While I haven't checked why this is so, I believe it might be because (expt constant constant) gets inlined by the compiler... Upon checked (seconds later) with a disassembler, it seems I was right, the number is indeed inlined at compile-time, and compile-time itself was very fast - this is probably not very surprising because 2**x is just a bignum shift (as optimized by the compiler), and the only time-consuming part would be printing the number in base 10 (as opposed to its internal byte representation).


CL-USER> (lambda () (expt 2 1000000))
; disassembly for (LAMBDA ())
; 23EBBD56:       8B1528BDEB23     MOV EDX, [#x23EBBD28]      ; 9900656229295898250697923616...(omitted due to size)
;       5C:       8BE5             MOV ESP, EBP
;       5E:       F8               CLC
;       5F:       5D               POP EBP
;       60:       C3               RET

The actual partitioning of the runtime vs compile-time costs:

CL-USER> (time (compile nil '(lambda () (expt 2 1000000))))
Evaluation took:
  0.000 seconds of real time
  0.000000 seconds of total run time (0.000000 user, 0.000000 system)
  100.00% CPU
  1 lambda converted
  4,308,273 processor cycles
  282,400 bytes consed
 
#<FUNCTION (LAMBDA ()) {248A0695}>
NIL
NIL

CL-USER> (time (progn (funcall #<FUNCTION (LAMBDA ()) {248A0695}>) nil))
Evaluation took:
  0.000 seconds of real time
  0.000000 seconds of total run time (0.000000 user, 0.000000 system)
  100.00% CPU
  1,305 processor cycles
  0 bytes consed

As you can see, the cost of actually generating the code (and included bignum) and returning it are small as expected. What about the cost of printing it to base 10?

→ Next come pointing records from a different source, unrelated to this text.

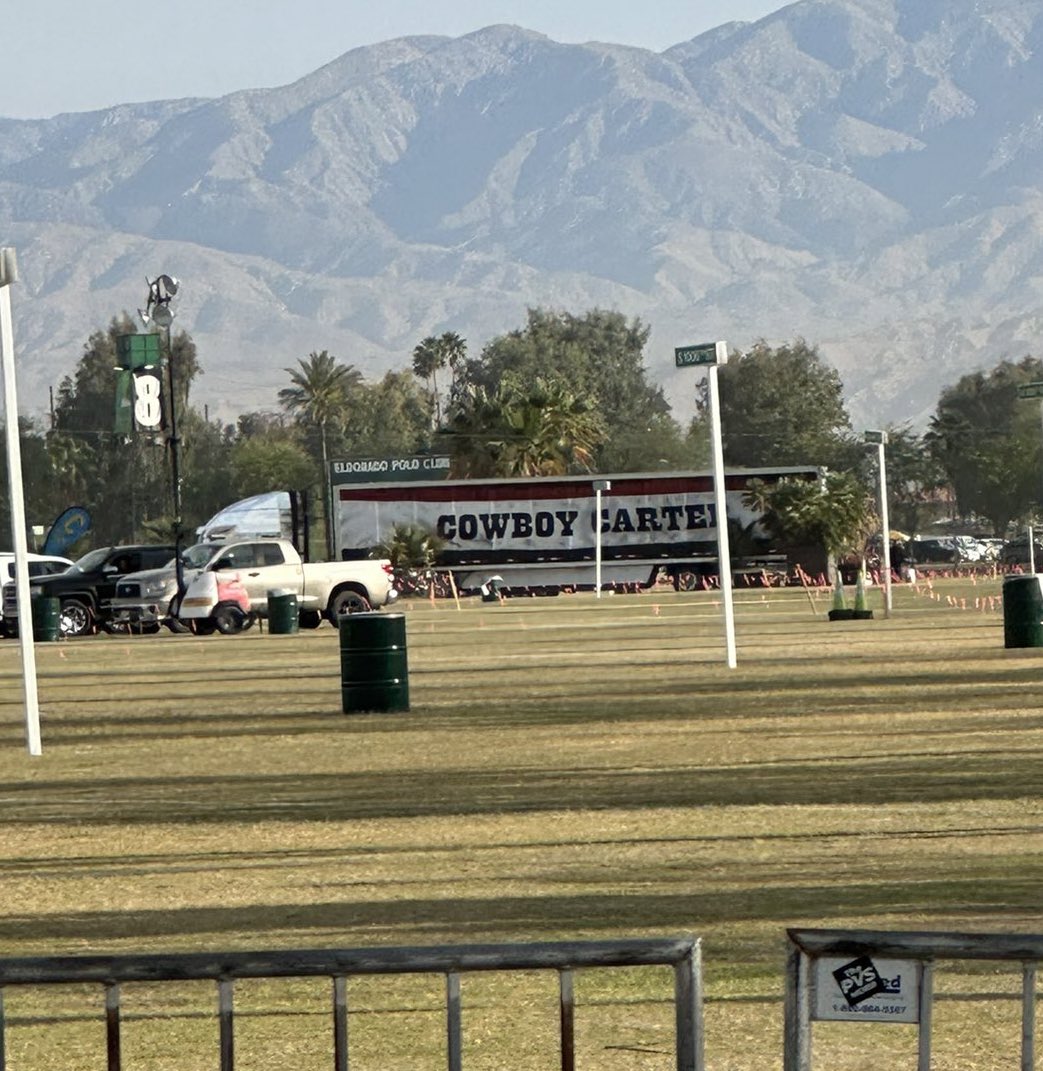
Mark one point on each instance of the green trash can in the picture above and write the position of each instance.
(1023, 611)
(374, 669)
(46, 619)
(283, 618)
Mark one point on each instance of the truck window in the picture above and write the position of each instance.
(270, 554)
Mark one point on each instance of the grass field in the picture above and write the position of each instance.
(570, 769)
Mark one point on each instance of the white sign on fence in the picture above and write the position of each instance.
(864, 989)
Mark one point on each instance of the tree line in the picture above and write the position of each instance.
(561, 394)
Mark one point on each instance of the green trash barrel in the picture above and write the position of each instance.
(46, 619)
(374, 669)
(283, 618)
(1023, 611)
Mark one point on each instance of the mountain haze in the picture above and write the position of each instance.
(867, 174)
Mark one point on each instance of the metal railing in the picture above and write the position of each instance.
(813, 952)
(224, 969)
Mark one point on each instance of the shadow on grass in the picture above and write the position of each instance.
(295, 797)
(505, 918)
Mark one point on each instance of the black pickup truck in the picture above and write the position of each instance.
(87, 587)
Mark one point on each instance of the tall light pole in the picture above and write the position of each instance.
(712, 355)
(879, 439)
(9, 274)
(600, 485)
(157, 311)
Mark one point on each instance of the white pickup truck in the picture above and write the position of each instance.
(323, 589)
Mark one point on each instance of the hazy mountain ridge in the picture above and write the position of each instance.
(867, 174)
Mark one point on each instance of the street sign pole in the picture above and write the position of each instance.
(712, 355)
(1034, 391)
(9, 274)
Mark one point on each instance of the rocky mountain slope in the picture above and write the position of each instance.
(867, 174)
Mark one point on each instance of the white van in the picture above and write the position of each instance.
(40, 564)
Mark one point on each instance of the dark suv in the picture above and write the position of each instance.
(87, 587)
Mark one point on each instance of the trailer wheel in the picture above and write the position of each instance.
(686, 582)
(77, 618)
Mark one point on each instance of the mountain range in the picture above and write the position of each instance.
(864, 174)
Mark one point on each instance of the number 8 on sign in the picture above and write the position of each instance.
(148, 412)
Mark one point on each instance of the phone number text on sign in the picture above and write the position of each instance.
(893, 997)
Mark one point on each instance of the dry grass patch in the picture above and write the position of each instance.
(569, 769)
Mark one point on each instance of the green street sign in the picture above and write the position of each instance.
(707, 352)
(137, 350)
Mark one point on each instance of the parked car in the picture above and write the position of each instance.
(1015, 553)
(937, 549)
(40, 564)
(87, 587)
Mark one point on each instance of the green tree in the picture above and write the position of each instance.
(262, 464)
(391, 417)
(913, 478)
(542, 427)
(410, 546)
(782, 406)
(434, 353)
(320, 397)
(600, 356)
(835, 512)
(986, 441)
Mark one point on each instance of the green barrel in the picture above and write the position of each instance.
(374, 672)
(46, 619)
(283, 618)
(1023, 611)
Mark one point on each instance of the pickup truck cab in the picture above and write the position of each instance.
(218, 574)
(87, 587)
(147, 600)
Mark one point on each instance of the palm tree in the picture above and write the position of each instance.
(319, 397)
(433, 353)
(538, 428)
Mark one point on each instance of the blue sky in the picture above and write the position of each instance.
(65, 56)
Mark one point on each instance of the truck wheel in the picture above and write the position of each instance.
(230, 620)
(77, 618)
(348, 602)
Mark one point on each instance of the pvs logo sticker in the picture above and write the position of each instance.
(859, 980)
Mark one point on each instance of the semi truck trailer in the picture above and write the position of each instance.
(543, 531)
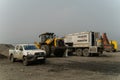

CL-USER> (time (print (funcall #<FUNCTION (LAMBDA ()) {248A0695}>) (make-broadcast-stream)))

Evaluation took:
  6.359 seconds of real time
  6.359375 seconds of total run time (6.359375 user, 0.000000 system)
  100.00% CPU
  15,285,317,868 processor cycles
  6,585,920 bytes consed
 
990065622929589825069792361630190325073362424178...

Obviously a bit more costly. Emacs itself also takes a bit to display the number as it is being sent through SLIME.